Cast: Matt Damon, David Strathairn, Julia Stiles, Joan Allen

Director: Paul Greengrass

Running time: 1 hr 56 mins

Genre: Action/Thriller


REVIEW:

After the summer’s blockbustering splash of conclusive trilogies, albeit most of them have sunk worse than Titanic (no, not the film, I’m talking about the ship), here’s a finale to a trilogy that’s satisfying, exciting, and pumped up with adrenaline rush that would have you breathless and shaken from the thrill ride. Take that all you Spideys, Pirates and Shreks out there. Threequel had never been this fulfilling ever since RETURN OF THE KING.

Five years ago, when the character of Jason Bourne was unleashed to the world in BOURNE IDENTITY, it was nothing short but promising. The amnesiac-spy-based plot ripped from Robert Ludlum’s trilogy novel had been completely modernised, making it more attuned to the 21st century technology of CIA spying, and from IDENTITY to SUPREMACY, the plot may have thickened but certainly, it’s all about balls-to-wall hard-grit action thriller that’s unrelenting. This is James Bond – stripped from flashy cars, suave demeanours, sexy babes, and uber-sleekiness – but grittier, tougher, catch-me-if-you-can entertainment. Oh boy, first hour of the film and yet it never gives you air to breathe out of tension.

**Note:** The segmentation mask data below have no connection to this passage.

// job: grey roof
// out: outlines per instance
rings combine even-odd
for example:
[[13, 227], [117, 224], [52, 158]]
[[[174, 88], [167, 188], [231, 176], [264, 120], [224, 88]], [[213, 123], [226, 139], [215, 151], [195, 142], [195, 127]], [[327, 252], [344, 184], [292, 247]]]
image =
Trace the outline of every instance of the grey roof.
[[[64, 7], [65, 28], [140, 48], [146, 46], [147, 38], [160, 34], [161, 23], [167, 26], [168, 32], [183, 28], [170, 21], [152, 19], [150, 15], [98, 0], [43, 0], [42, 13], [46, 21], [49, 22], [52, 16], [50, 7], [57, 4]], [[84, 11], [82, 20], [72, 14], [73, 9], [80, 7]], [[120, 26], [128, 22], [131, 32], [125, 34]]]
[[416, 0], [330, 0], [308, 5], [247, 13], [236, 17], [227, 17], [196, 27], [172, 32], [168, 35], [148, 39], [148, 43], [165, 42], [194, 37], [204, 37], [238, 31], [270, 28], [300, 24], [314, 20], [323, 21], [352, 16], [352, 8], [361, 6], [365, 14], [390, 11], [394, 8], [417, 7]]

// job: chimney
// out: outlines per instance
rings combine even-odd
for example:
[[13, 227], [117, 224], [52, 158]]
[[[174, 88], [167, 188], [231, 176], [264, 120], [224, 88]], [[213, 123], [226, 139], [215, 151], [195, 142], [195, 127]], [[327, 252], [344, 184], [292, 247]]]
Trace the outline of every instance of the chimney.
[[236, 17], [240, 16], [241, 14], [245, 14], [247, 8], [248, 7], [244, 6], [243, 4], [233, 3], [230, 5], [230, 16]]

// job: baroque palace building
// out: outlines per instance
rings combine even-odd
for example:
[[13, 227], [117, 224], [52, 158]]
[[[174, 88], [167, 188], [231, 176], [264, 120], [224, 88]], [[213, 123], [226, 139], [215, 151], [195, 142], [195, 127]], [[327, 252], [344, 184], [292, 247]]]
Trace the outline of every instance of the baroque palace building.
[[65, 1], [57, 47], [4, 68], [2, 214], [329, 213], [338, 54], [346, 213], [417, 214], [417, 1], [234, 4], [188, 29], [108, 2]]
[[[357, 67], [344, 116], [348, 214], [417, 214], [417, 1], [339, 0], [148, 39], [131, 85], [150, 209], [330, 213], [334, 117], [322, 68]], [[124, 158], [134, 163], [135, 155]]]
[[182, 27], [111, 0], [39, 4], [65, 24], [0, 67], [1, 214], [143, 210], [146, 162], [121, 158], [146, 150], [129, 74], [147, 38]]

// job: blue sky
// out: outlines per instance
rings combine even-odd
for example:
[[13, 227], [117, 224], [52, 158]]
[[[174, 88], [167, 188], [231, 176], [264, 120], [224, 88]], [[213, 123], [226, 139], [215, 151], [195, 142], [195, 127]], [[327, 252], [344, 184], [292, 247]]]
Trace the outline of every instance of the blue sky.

Paul Greengrass sits on the chair as director, after helming the superbly astonishing UNITED 93, bringing his realistic vision to ULTIMATUM. One gripping sequence is the Waterloo Station chase in London; it’s so three-dimensionally convincing, so expertly executed, that you could actually see people around looking surprisingly at Matt Damon running around the train station as though they never knew there a film being shot in the place. There are car chases, foot chases in globe-trotting scale from Spain, Russia, London, New York, one particularly outstanding across the Tangier rooftops in Morroco. It’s a bedazzling sequence, as Bourne leaps from rooftop to windows, making this spy a hands-on prodigy.

While the action scenes might be enough to unnerve the senses, its sheer intelligence uplifts the mediocre thriller prototypes and delivers a knock-out brain-sizzling plot. We may not be so smart-alecky but ULTIMATUM doesn’t insult our intelligence and carefully studies the character of Bourne trying to regain his integrity and personality that was taken away from him. After the chases he went through, we suddenly realise that at the end of the day, he was after all chasing himself. And Matt Damon’s toughened American boy-next-door looks and acting skills refines the Bourne character as a human in pursuit of his memories and his vindictive nature balances his frailty.

With performances of David Strathairn as a intimidating CIA chief, Joan Allen as feisty CIA investigator Pamela Landy, and Julia Stiles in a returning role, it’s mostly Matt Damon who’s the obvious standout. After all, this is about Bourne and his soul.

VERDICT:

Definitely, 2007’s best action-thriller. Hands down, ULTIMATUM is an apotheosis of how trilogies should end; a lesson to the ambitious threequels out there. Blockbuster? Hell, it’s a payoff.